I have three children. My daughter moved out sooner than I hoped she would, but I have let her know that should she ever feel she has made a mistake, she is welcome here.
My oldest son graduated from university and moved to NYC. He had a small apartment, then moved to Manhattan ($$$) and shortly afterwards was laid off. I told him he could move back home if he needed to, but he found a cheaper place to live and has since landed his dream job. He worked his financial problems out, but I think knowing he could come home made his situation much less stressful.
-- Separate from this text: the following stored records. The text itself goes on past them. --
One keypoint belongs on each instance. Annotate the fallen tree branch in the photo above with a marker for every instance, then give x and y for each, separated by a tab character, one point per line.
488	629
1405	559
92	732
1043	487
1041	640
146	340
My middle son graduates from university in two weeks. He will be moving back home at the end of the summer when his lease runs out. His stay will be temporary though, as he starts Officer Training in the Air Force early next year. I am glad he'll be here for a while.
I waited a long time to have my children and am grateful to have them. I have done my best to raise them to be independent and self-sufficient, but if they screw up, I will always have the compassion within myself to give them a leg up when they need it.
Is that wrong? I would rather err through compassion than the need to prove I was right.
Do what you feel in your heart is best for him-one way or the other.